Komentar tersebut membuat teringat permasalahan antara SBY dan Megawati di tahun 2004. Kala itu Susilo Bambang Yudhoyono nyata presiden dua periode.
Mulanya ia anak buah Megawati di kekuasaan. Akibat tindakan Megawati yang kala itu mengucilkan SBY karena muncul kabar pencalonannya sebagai capres.
Akhirnya membuat publik bersimpati kepada SBY dan membuktikan Partai Demokrat juara kuota suara pada dua pemilu.
Lantas benarkah masyarakat Indonesia memiliki rasa iba yang tinggi? Berikut ulasannya.
Masyarakat Indonesia Gampang Lupa dan Iba
Pengamat Politik Universitas Diponegoro, Wahid Abdulrahman menyebut sudah menjadi watak masyarakat pemilih di Indonesia yang pemaaf dan melupakannya. Misal diambil dari konteks isu dinasti politik yang sempat santer dibicarakan.
"Menariknya karakter pemilih di Indonesia kan begitu. Satu mudah lupa, kedua mudah iba. Pasti dinastinya dianggap sesuatu yang wajar. Itu tren," ungkapnya.
Meski ada wacana yang menantang praktik dinasti politik secara besar hingga narasi Prabowo yang mewajarkannya, dengan dalih pengabdian keluarga untuk bangsa dan negara. Hal itu pun lama kelaman akan meredakan puncak kemarahan publik.
Jika publik kemarahan sudah reda.
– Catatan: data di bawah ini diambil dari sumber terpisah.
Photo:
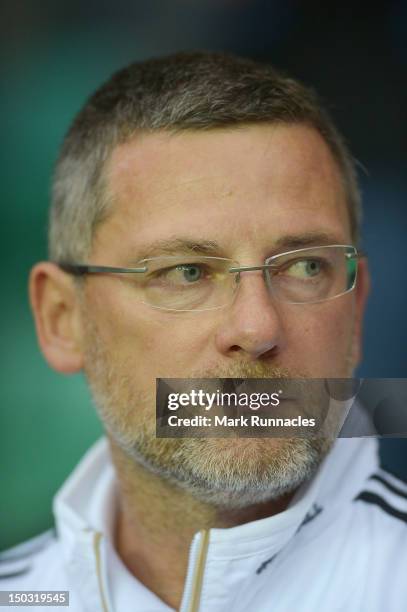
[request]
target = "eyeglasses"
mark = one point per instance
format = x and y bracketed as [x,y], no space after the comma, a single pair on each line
[196,283]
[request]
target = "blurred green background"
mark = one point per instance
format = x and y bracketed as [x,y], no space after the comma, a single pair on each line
[53,56]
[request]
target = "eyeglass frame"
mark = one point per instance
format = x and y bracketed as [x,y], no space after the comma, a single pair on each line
[83,269]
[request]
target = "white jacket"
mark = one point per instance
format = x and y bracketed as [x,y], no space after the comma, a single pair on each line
[341,545]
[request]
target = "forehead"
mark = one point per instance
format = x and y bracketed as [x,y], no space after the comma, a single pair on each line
[252,183]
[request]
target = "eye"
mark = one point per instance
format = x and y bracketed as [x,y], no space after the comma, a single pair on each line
[190,272]
[304,268]
[181,274]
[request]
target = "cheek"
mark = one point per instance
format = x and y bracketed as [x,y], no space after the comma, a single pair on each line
[148,342]
[322,335]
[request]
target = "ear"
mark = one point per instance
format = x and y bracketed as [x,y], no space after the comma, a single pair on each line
[362,291]
[55,304]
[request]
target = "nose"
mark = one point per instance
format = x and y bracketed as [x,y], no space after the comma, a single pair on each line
[252,326]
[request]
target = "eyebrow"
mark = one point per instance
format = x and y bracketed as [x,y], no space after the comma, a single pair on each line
[188,246]
[179,246]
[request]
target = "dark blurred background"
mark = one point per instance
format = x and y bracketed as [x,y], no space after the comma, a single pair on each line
[53,54]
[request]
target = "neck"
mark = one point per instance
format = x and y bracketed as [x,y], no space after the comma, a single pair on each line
[156,523]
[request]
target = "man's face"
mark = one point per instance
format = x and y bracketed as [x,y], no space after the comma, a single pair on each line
[255,191]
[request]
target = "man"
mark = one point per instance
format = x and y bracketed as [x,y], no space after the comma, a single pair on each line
[198,202]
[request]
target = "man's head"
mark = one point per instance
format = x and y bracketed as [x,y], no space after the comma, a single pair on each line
[222,154]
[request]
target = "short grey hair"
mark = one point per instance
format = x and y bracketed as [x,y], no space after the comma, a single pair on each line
[184,91]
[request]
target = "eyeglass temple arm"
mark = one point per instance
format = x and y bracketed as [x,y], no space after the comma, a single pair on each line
[79,270]
[267,266]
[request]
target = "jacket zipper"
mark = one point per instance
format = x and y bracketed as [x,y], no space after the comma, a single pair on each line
[193,585]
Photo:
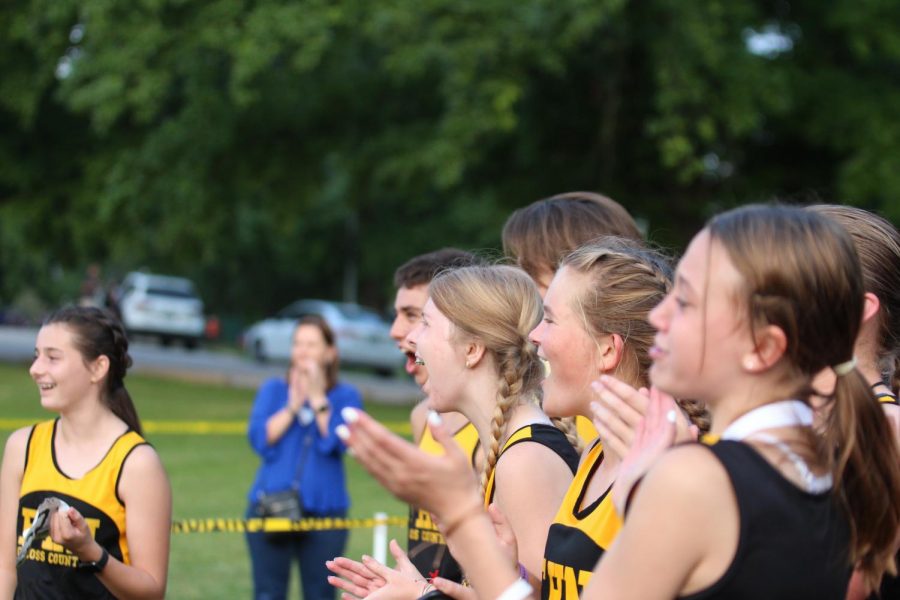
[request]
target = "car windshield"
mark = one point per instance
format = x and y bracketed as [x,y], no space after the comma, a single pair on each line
[171,292]
[354,312]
Pada akhirnya Gibran akan kembali mendapatkan suara yang banyak.
Baca Juga: Hasil Survei Litbang Kompas, Gibran Tanggapi Santai: Turun Laporin, Kalau Naik Nggak Usah
"Di saat yang sama tidak ada counter wacana yang kuat ya. Masyarakat pemilih kita masih seperti itu. Pada akhirnya akan dianggap sebuah kewajaran," katanya.